VERBANIA – «La riunione con il prefetto di ieri pomeriggio ha messo in evidenza un grande problema: oltre agli interventi mastodontici, tipo quelli previsti sulla ss 337 della Valle Vigezzo, pari a 70 milioni di euro, sono necessarie opere di manutenzione costanti, proprio per evitare catastrofi di questo tipo».
E’ questo il pensiero del deputato del MoVimento 5 stelle Davide Crippa, al termine dell’incontro che ha visto coinvolti rappresentanti locali ed i vertici di Anas, convocato a Verbania presso la Prefettura. «Gli interventi di manutenzione sono opere urgenti ed indifferibili – spiega Crippa -. La differenza che ci separa rispetto ai progetti mastodontici di opere infrastrutturali di grande portata è che noi, come MoVimento, siamo per il cantiere diffuso, di manutenzione straordinaria ed ordinaria di opere esistenti, non andando a creare cattedrali nel deserto che altro non sono che dei buchi, dei bagni di sangue e di denaro che non permettono di drenare risorse nella manutenzione ordinaria e straordinaria, come in questo caso. Per gli interventi di messa in sicurezza della strada rimaniamo in attesa del cronoprogramma di Anas, che comunicherà al Prefetto».

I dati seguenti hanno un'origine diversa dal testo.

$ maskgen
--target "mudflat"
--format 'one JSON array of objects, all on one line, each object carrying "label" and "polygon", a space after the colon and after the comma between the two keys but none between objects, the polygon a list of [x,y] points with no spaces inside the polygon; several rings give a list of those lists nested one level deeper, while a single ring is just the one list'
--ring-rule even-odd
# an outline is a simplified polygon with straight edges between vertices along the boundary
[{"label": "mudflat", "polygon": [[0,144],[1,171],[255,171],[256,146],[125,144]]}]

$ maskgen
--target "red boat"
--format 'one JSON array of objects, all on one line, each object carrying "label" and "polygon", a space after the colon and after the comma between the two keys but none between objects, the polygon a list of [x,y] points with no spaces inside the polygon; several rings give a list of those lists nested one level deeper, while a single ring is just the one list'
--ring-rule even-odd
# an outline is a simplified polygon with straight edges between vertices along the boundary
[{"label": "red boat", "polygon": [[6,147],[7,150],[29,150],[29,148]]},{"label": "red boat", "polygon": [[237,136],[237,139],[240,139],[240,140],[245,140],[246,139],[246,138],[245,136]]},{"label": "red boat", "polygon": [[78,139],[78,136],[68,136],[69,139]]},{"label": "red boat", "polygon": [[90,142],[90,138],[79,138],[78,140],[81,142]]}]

Durante l’incontro è emerso un secondo problema, quello relativo alla strada della Cannobina, della Valle Anzasca e la 229 le cui pratiche per il passaggio alla rete Anas sono ferme al ministero dei Trasporti. Inoltre sta emergendo una domanda molto importante: qualora si intervenisse su una strada il traffico si sposterebbe sull’altra, che non è però pronta ad accoglierlo. La frana della valle Vigezzo ci pone di fronte ad una condizione in cui ancora una volta dobbiamo intervenire su un fatto straordinario, ma pone al centro la priorità della manutenzione piuttosto che di cattedrali nel deserto che costellano il territorio italiano di promesse inutili».